Reading the documentation for
scipy.signal.spectrogram I noticed that it does not do any kind of periodogram averaging. It simply splits up the signal into (possibly overlapping) segments, computes the magnitude of the DFT and plots it in each column of the STFT matrix.
For your application I would recommend looping through non-overlapping segments of the original (nonstationary) signal and using
scipy.signal.welch to compute the Welch PSD estimate for each segment. For displaying the final result, you can concatenate these to form a matrix, where individual columns are the Welch PSD arrays for each segment. Here is some (mostly complete but untested) code to give you an idea:
# original non-stationary signal is in the array x
N = len(x)
# parameters to play with:
segment_length = 1024
segment_overlap_percent = 0
welch_window = 'hanning'
welch_nperseg = 256
welch_overlap_percent = 50
segment_jump_by = int(segment_length*(1.0-segment_overlap_percent/100.0))
welch_noverlap = int(welch_nperseg*welch_overlap_percent/100.0)

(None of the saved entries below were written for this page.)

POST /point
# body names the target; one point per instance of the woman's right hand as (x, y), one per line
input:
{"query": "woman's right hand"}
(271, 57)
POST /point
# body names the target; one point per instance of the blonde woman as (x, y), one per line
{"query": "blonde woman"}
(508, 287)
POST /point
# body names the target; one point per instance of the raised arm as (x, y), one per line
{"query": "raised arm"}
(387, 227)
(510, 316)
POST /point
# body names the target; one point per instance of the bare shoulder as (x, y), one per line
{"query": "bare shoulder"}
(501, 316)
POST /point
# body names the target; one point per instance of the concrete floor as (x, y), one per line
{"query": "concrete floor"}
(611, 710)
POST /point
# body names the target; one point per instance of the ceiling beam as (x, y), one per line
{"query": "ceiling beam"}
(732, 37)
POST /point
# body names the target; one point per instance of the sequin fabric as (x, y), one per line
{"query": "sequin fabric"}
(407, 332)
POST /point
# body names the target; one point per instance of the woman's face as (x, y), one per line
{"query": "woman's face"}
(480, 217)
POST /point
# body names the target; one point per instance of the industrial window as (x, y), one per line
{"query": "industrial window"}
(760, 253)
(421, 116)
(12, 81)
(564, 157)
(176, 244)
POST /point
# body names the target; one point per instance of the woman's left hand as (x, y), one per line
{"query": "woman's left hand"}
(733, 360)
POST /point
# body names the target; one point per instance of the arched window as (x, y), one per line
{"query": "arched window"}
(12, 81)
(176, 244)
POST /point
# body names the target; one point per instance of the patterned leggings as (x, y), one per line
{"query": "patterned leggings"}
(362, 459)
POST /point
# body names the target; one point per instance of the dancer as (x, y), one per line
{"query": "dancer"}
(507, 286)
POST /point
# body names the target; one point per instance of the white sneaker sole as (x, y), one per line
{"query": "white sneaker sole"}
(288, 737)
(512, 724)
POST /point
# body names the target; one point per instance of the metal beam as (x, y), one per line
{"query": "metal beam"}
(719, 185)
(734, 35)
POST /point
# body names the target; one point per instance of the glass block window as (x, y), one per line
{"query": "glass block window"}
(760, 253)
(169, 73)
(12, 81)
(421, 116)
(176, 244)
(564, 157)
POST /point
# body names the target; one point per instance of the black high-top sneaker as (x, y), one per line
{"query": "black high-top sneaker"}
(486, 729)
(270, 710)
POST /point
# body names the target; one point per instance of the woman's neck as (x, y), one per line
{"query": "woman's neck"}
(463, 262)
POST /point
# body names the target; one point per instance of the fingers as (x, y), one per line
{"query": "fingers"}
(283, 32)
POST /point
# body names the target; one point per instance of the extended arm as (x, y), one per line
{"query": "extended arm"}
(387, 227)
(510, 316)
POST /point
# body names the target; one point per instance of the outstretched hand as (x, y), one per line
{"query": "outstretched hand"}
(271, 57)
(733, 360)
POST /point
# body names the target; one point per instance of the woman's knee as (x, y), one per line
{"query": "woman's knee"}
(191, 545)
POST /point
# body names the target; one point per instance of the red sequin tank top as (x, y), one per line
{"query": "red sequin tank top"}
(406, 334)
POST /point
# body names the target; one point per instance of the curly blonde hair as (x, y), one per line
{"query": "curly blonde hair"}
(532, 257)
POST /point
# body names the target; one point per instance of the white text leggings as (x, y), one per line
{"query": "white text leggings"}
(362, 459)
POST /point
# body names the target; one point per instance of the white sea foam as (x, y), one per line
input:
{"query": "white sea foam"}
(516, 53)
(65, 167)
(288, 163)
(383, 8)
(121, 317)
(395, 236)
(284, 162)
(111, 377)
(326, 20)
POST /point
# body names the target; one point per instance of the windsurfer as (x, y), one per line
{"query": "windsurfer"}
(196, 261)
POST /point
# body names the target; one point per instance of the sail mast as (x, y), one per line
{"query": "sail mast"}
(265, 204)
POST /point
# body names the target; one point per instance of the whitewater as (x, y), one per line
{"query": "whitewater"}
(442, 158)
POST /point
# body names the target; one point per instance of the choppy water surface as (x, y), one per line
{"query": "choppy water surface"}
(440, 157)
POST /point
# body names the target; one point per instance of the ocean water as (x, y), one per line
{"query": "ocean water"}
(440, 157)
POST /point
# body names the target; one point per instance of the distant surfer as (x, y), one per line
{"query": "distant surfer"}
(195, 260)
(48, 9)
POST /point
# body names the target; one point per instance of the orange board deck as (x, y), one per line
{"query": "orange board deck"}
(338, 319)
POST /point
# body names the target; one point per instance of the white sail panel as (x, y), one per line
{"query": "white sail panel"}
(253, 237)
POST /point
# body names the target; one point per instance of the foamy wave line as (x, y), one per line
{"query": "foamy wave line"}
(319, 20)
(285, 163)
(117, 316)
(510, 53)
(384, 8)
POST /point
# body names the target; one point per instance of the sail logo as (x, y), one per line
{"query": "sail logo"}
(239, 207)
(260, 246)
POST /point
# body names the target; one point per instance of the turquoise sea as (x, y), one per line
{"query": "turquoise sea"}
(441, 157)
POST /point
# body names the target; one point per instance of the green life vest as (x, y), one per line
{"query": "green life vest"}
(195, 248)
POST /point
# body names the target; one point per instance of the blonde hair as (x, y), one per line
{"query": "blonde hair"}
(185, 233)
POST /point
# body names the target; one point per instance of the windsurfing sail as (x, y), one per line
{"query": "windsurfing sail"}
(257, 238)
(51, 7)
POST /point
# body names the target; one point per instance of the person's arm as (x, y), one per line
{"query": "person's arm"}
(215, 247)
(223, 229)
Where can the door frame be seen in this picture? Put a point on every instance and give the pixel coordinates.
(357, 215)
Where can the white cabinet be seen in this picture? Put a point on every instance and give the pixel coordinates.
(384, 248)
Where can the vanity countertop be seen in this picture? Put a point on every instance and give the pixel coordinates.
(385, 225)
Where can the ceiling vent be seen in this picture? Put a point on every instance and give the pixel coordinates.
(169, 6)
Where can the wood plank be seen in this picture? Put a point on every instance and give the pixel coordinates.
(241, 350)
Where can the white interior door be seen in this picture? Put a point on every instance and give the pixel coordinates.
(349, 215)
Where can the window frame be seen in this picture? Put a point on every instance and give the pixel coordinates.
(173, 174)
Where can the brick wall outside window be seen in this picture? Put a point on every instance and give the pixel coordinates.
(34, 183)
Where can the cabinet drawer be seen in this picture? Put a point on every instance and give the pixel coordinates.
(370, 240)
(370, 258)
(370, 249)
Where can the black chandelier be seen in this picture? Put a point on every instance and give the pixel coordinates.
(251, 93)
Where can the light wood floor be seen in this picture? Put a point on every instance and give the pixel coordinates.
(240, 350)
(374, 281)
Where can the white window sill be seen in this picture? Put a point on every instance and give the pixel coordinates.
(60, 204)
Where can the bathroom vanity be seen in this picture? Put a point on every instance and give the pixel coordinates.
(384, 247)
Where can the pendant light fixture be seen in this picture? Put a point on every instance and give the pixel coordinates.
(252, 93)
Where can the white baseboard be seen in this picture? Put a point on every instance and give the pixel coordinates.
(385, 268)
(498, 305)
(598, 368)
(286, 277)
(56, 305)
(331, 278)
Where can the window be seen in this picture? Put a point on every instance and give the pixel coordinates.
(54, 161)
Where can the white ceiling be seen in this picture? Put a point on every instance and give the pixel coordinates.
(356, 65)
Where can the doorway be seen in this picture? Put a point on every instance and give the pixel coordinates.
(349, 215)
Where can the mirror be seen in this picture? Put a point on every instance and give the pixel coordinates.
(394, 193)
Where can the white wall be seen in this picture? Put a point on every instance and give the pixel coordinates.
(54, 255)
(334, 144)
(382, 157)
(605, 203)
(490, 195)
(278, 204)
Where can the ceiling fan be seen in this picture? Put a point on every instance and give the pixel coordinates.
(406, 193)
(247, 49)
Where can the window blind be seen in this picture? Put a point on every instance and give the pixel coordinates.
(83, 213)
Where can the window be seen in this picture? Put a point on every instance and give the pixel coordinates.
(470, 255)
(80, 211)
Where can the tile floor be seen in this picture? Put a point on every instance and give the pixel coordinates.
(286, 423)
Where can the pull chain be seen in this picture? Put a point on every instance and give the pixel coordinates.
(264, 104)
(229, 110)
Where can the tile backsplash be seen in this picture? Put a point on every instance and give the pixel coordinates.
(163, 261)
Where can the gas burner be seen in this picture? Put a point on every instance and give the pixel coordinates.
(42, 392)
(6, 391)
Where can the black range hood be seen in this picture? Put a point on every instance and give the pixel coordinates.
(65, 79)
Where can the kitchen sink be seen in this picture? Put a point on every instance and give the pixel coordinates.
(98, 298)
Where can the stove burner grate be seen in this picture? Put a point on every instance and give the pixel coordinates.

welch_specgram = np.zeros(#allocate space here)
for i in range(0,N-segment_length,segment_jump_by):
current_segment = x[i:i+segment_length]
f, welch_specgram_column = welch(current_segment, fs, nperseg=welch_nperseg, noverlap=welch_noverlap)
# insert welch_specgram_column into welch_specgram at appropriate col number
#image plot welch_specgram matrix
There are some free parameters that you'll have to hand tune based on what trade-offs you are willing to make:
- Length of each non-overlapping segment
segment_length: longer segments will give you better frequency resolution in subsequent Welch periodogram estimation step but you don't want to make it too long otherwise you won't capture the non-stationarity of your signal.
welch_overlap_percent - these will influence frequency resolution vs. PSD estimator variance trade-off.